# Visualize conditional dependence results
Load the saved toy dataset and plot how the contamination becomes visible only after conditioning on the context variable Z.

In [None]:
import numpy as np
import matplotlib.pyplot as plt

# The default location assumes data are stored one level up from the repo root
# so the notebook can be launched from within the experiments/ directory.
dataset_path = "../data/toy_data.npz"
data = np.load(dataset_path)
x, y, z = data["X"], data["Y"], data["Z"]

print(f"Loaded dataset from {dataset_path} with shapes: X={x.shape}, Y={y.shape}, Z={z.shape}")


## Global view: X and Y appear independent
A quick scatter plot and Pearson correlation across the full dataset should look nearly independent when we ignore the contextual variable Z.

In [None]:
plt.figure(figsize=(6, 4))
plt.scatter(x, y, s=4, alpha=0.25, color="#4e79a7")
plt.xlabel("Candidate systematic X")
plt.ylabel("Shear Y")
plt.title("Global view: near-independence without conditioning")
plt.tight_layout()
plt.show()

corr = np.corrcoef(x, y)[0, 1]
print(f"Global Pearson r ≈ {corr:.3f}")


## Conditional slice: dependence activates when Z > 0
When we focus on positive contexts, the contamination term turns on and X→Y dependence becomes visible.

In [None]:
mask_positive = z > 0
plt.figure(figsize=(6, 4))
plt.scatter(x[mask_positive], y[mask_positive], s=6, alpha=0.3, color="#f28e2b", label="Z > 0")
plt.scatter(x[~mask_positive], y[~mask_positive], s=4, alpha=0.1, color="#9ea3a6", label="Z ≤ 0")
plt.xlabel("Candidate systematic X")
plt.ylabel("Shear Y")
plt.title("Conditional dependence emerges for Z > 0")
plt.legend(frameon=False)
plt.tight_layout()
plt.show()

corr_positive = np.corrcoef(x[mask_positive], y[mask_positive])[0, 1]
corr_negative = np.corrcoef(x[~mask_positive], y[~mask_positive])[0, 1]
print(f"Pearson r | Z>0 ≈ {corr_positive:.3f}")
print(f"Pearson r | Z≤0 ≈ {corr_negative:.3f}")
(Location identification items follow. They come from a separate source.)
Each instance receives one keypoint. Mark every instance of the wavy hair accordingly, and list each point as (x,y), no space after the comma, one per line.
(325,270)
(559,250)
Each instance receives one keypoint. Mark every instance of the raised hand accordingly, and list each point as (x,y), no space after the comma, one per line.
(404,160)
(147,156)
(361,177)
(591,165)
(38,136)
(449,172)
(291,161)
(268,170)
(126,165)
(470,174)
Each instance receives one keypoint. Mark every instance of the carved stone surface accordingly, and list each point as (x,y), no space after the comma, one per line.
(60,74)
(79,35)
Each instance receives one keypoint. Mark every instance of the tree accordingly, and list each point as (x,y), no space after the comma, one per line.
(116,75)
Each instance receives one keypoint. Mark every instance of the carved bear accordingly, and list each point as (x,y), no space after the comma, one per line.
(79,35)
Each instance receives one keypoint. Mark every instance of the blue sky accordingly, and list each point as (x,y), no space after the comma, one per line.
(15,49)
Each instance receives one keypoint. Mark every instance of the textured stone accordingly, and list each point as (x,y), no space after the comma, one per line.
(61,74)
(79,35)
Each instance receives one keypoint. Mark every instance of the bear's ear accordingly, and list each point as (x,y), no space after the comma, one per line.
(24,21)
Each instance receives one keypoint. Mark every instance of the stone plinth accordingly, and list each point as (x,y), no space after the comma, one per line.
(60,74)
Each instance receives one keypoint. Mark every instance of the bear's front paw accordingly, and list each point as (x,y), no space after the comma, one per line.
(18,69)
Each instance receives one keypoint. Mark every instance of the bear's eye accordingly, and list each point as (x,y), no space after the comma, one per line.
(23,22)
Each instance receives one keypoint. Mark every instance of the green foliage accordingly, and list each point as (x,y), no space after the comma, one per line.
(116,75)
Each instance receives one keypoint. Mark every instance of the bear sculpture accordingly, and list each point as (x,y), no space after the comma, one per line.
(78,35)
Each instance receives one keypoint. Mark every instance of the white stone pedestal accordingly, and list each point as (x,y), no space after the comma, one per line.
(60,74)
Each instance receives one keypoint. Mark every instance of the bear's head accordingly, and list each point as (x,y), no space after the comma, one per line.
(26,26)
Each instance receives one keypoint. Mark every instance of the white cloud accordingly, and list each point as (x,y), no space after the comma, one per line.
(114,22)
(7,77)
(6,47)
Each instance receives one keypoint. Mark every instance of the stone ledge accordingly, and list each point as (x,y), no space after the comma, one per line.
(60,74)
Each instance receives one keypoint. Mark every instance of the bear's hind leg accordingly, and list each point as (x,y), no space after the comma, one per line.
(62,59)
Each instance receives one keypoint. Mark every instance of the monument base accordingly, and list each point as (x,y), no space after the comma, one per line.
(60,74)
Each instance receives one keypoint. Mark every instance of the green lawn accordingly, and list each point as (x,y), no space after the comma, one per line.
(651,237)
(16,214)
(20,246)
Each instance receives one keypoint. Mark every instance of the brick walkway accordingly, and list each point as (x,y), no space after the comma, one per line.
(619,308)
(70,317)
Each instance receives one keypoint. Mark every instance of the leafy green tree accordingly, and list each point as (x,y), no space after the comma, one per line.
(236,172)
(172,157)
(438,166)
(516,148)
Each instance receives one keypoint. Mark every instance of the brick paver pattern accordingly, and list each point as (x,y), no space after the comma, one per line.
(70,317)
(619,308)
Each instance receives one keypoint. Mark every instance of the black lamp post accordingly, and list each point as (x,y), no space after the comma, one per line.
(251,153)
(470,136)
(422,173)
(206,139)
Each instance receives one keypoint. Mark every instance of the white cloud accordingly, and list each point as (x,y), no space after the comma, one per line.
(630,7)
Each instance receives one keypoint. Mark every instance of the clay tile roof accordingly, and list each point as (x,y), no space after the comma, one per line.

## Dependence strength across context bins
Binning by Z shows a smooth transition from near-zero correlation to strong positive correlation as the contamination activates.

In [None]:
num_bins = 6
bins = np.linspace(z.min(), z.max(), num_bins + 1)
bin_indices = np.digitize(z, bins) - 1
bin_centers = 0.5 * (bins[:-1] + bins[1:])
correlations = []

for i in range(num_bins):
    mask = bin_indices == i
    if mask.sum() < 2:
        correlations.append(np.nan)
        continue
    correlations.append(np.corrcoef(x[mask], y[mask])[0, 1])

plt.figure(figsize=(6, 4))
plt.plot(bin_centers, correlations, marker="o", color="#e15759")
plt.xlabel("Context Z (bin centers)")
plt.ylabel("Pearson r(X, Y) within bin")
plt.title("Conditional dependence strength as Z varies")
plt.axhline(0, color="black", linewidth=0.8, linestyle="--", alpha=0.6)
plt.tight_layout()
plt.show()


## Context vs. shear: contamination gating
Plotting Y directly against the context Z highlights the activation of contamination as Z increases.

In [None]:
plt.figure(figsize=(6, 4))
plt.scatter(z, y, s=4, alpha=0.3, color="#59a14f")
plt.xlabel("Context Z")
plt.ylabel("Shear Y")
plt.title("Conditional activation of contamination by context")
plt.tight_layout()
plt.show()